Tom Gullen
Tom Gullen

Reputation: 61737

Javascript Regexp loop all matches

I'm trying to do something similar with stack overflow's rich text editor. Given this text:

[Text Example][1]

[1][http://www.example.com]

I want to loop each [string][int] that is found which I do this way:

var Text = "[Text Example][1]\n[1][http: //www.example.com]";
// Find resource links
var arrMatch = null;
var rePattern = new RegExp(
  "\\[(.+?)\\]\\[([0-9]+)\\]",
  "gi"
);
while (arrMatch = rePattern.exec(Text)) {
  console.log("ok");
}

This works great, it alerts 'ok' for each [string][int]. What I need to do though, is for each match found, replace the initial match with components of the second match.
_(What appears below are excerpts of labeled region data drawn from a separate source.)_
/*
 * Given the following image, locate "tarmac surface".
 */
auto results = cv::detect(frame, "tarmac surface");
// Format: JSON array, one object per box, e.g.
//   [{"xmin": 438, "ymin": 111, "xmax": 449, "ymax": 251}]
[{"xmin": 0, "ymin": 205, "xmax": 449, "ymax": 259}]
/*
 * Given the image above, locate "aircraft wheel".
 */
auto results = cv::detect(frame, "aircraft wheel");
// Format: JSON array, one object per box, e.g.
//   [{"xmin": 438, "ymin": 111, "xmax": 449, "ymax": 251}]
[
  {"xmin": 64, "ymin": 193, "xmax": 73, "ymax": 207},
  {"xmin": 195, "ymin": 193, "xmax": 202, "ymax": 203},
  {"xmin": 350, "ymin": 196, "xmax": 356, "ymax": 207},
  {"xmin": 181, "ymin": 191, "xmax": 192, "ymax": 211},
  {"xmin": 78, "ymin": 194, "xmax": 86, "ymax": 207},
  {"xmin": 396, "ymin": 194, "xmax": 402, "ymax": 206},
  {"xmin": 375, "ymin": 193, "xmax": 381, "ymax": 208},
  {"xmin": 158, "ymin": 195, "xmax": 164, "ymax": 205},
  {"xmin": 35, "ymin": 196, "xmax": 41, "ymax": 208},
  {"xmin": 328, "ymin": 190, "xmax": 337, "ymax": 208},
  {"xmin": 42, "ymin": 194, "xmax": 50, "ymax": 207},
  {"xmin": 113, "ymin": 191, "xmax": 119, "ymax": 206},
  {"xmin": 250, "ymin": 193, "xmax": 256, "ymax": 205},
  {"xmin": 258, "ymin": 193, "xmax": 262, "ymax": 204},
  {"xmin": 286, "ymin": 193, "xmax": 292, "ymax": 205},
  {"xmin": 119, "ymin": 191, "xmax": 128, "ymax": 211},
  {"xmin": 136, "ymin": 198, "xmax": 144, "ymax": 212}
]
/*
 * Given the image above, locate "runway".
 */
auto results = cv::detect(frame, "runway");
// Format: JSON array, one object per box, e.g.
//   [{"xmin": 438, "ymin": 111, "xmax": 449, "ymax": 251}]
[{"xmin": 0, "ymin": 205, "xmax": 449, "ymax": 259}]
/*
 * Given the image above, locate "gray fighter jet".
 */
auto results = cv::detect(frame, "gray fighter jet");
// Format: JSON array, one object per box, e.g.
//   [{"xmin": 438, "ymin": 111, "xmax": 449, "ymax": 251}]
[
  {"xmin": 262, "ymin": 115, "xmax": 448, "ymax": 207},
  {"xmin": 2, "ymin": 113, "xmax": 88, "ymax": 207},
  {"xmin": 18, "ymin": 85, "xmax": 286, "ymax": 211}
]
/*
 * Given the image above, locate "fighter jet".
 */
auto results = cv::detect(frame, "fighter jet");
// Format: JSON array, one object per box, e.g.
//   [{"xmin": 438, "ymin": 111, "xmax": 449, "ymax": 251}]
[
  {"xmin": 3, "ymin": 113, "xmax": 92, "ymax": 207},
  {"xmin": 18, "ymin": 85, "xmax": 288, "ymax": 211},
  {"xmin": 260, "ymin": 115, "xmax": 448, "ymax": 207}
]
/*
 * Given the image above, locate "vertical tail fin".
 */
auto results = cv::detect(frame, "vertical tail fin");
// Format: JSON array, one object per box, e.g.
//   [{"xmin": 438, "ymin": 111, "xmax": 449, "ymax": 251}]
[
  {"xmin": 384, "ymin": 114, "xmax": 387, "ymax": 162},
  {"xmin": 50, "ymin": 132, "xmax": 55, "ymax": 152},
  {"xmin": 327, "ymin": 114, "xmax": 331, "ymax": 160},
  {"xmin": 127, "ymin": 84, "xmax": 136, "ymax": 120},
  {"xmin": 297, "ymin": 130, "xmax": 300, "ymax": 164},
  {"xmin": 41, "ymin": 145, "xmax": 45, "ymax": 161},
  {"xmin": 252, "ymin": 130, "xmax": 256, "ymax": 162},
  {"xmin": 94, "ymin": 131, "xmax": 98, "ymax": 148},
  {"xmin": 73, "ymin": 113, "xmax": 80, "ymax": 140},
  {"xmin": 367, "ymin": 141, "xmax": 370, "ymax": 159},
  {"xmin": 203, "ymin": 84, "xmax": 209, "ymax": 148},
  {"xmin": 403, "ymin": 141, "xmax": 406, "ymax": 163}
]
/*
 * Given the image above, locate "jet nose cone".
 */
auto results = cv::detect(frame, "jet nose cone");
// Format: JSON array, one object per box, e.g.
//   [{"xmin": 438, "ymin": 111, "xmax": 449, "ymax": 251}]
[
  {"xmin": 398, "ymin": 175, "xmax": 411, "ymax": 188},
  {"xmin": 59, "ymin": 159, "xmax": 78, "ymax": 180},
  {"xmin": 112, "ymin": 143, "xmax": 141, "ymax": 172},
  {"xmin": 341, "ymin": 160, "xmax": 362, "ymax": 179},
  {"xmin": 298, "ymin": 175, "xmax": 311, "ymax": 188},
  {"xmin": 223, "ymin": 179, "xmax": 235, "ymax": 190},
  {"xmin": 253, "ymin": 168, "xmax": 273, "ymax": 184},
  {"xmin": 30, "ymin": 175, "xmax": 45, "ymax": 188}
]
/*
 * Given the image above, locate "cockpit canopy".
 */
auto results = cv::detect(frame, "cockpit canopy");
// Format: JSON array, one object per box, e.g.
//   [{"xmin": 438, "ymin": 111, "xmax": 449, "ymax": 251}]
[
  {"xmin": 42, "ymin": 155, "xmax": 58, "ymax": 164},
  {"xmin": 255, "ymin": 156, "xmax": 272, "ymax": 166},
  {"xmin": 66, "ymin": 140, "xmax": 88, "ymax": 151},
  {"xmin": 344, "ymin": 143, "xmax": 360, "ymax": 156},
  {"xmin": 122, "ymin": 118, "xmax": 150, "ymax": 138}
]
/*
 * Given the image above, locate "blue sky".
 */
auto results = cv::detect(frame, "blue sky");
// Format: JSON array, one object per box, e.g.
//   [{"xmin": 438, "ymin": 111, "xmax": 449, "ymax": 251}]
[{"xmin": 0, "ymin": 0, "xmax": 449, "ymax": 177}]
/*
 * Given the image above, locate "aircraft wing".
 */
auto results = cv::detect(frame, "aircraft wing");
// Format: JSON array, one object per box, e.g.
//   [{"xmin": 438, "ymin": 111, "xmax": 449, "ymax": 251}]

So in the loop $2 would represent the int part originally matched, and I would run this regexp (pseduo)

while (arrMatch = rePattern.exec(Text)) {
    var FindIndex = $2; // This would be 1 in our example
    new RegExp("\\[" + FindIndex + "\\]\\[(.+?)\\]", "g")

    // Replace original match now with hyperlink
}

This would match

[1][http://www.example.com]

End result for first example would be:

<a href="http://www.example.com" rel="nofollow">Text Example</a>

Edit

I've gotten as far as this now:

var Text = "[Text Example][1]\n[1][http: //www.example.com]";
// Find resource links
reg = new RegExp(
  "\\[(.+?)\\]\\[([0-9]+)\\]",
  "gi");
var result;
while ((result = reg.exec(Text)) !== null) {
  var LinkText = result[1];
  var Match = result[0];
  Text = Text.replace(new RegExp(Match, "g"), '<a href="#">" + LinkText + "</a>');
}
console.log(Text);

Upvotes: 40

Views: 51571

Answers (7)

Slavik Meltser
Slavik Meltser

Reputation: 10361

I know it's old, but since I stumble upon this post, I want to strait the things up.

First of all, your way of thinking into solving this problem is too complicated, and when the solution of supposedly simple problem becomes too complicated, it is time to stop and think what went wrong. Second, your solution is super inefficient in a way, that you are first trying to find what you want to replace and then you are trying to search the referenced link information in the same text. So calculation complexity eventually becomes O(n^2).

This is very disappointing to see so many upvotes on something wrong, because people that are coming here, learning mostly from the accepted solution, thinking that this seems be legit answer and using this concept in their project, which then becomes a very badly implemented product.

The approach to this problem is pretty simple. All you need to do, is to find all referenced links in the text, save them as a dictionary and only then search for the placeholders to replace, using the dictionary. That's it. It is so simple! And in this case you will get complexity of just O(n).

So this is how it goes:

const text = `
 [2][https://en.wikipedia.org/wiki/Scientific_journal][5][https://en.wikipedia.org/wiki/Herpetology]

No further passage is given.